Code/data of the paper "Hand-Object Contact Prediction via Motion-Based Pseudo-Labeling and Guided Progressive Label Correction" (BMVC2021)

Overview

Hand-Object Contact Prediction (BMVC2021)

This repository contains the code and data for the paper "Hand-Object Contact Prediction via Motion-Based Pseudo-Labeling and Guided Progressive Label Correction" by Takuma Yagi, Md. Tasnimul Hasan and Yoichi Sato.

Requirements

  • Python 3.6+
  • ffmpeg
  • numpy
  • opencv-python
  • pillow
  • scikit-learn
  • python-Levenshtein
  • pycocotools
  • torch (1.8.1, 1.4.0- for flow generation)
  • torchvision (0.9.1)
  • mllogger
  • flownet2-pytorch

Caution: This repository requires ~100GB space for testing, ~200GB space for trusted label training and ~3TB space for full training.

Getting Started

Download the data

  1. Download EPIC-KITCHENS-100 videos from the official site. Since this dataset uses 480p frames and optical flows for training and testing you need to download the original videos. Place them to data/videos/PXX/PXX_XX.MP4.
  2. Download and extract the ground truth label and pseudo-label (11GB, only required for training) to data/.

Required videos are listed in configs/*_vids.txt.

Clone repository

git clone  --recursive https://github.com/takumayagi/hand_object_contact_prediction.git

Install FlowNet2 submodule

See the official repo to install the custom components.
Note that flownet2-pytorch won't work on latest pytorch version (confirmed working in 1.4.0).

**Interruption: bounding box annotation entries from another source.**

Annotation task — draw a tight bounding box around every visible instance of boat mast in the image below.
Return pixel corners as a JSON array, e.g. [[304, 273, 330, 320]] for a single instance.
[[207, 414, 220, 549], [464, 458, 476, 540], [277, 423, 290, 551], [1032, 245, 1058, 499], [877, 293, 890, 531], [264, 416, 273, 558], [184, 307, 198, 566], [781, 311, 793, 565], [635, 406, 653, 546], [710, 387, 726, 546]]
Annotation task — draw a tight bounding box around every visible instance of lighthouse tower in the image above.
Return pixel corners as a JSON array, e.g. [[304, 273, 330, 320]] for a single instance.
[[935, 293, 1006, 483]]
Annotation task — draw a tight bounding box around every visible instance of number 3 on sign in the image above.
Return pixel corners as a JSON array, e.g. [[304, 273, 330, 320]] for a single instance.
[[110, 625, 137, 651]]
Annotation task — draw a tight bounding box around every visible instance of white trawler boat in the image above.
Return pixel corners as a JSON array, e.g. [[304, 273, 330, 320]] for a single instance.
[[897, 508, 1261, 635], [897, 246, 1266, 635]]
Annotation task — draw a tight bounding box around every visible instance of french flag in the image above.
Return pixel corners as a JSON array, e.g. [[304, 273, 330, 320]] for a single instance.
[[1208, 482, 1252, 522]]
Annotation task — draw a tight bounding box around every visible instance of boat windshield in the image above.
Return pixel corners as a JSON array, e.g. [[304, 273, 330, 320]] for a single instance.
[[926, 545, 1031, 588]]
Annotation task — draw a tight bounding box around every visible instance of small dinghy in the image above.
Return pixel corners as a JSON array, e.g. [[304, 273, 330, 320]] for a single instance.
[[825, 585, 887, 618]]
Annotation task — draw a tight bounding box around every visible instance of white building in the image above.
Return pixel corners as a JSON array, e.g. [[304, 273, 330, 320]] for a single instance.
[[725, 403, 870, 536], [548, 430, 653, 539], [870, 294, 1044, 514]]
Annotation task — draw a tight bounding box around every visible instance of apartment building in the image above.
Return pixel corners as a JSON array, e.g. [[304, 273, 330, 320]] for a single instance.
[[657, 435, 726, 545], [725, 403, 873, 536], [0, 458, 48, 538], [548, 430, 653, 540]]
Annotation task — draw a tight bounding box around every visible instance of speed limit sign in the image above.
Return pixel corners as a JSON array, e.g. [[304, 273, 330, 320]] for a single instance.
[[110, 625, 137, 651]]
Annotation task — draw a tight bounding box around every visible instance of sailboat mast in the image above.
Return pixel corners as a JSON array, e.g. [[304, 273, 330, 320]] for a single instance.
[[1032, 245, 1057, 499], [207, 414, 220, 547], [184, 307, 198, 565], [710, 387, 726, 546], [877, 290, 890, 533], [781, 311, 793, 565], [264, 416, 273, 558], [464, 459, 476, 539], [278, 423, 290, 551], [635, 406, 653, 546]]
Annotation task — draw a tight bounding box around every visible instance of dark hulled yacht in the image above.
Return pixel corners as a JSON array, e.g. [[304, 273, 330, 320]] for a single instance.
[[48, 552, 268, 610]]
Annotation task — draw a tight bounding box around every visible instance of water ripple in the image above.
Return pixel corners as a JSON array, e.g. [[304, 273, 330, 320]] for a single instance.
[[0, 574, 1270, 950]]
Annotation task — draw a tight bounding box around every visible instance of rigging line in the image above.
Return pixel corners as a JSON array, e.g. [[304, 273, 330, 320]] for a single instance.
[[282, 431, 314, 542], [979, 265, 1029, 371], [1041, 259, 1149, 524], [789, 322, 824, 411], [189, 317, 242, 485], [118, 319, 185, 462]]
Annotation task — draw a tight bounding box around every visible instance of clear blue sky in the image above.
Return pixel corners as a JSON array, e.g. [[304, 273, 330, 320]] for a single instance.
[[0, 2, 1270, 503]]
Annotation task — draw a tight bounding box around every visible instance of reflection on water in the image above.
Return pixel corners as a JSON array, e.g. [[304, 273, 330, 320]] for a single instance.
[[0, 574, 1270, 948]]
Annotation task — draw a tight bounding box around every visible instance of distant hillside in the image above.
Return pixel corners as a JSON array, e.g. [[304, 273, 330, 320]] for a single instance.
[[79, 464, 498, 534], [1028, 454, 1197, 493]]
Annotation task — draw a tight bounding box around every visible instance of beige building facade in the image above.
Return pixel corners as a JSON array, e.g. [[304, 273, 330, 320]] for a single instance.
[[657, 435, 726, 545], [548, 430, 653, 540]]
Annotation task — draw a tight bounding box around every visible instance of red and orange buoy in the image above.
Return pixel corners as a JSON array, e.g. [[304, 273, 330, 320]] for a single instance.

Download and place the FlowNet2 pretrained model to pretrained/.

Extract RGB frames

The following code will extract 480p rgb frames to data/rgb_frames.
Note that we extract by 60 fps for EK-55 and 50 fps for EK-100 extension.

Validation & test set

for vid in `cat configs/valid_vids.txt`; do bash preprocessing/extract_rgb_frames.bash $vid; done
for vid in `cat configs/test_vids.txt`; do bash preprocessing/extract_rgb_frames.bash $vid; done

Trusted training set

for vid in `cat configs/trusted_train_vids.txt`; do bash preprocessing/extract_rgb_frames.bash $vid; done

Noisy training set

# Caution: take up large space (~400GBs)
for vid in `cat configs/noisy_train_vids.txt`; do bash preprocessing/extract_rgb_frames.bash $vid; done

Extract Flow frames

Similar to above, we extract flow images (in 16-bit png). This requires the annotation files since we only extract flows used in training/test to save space.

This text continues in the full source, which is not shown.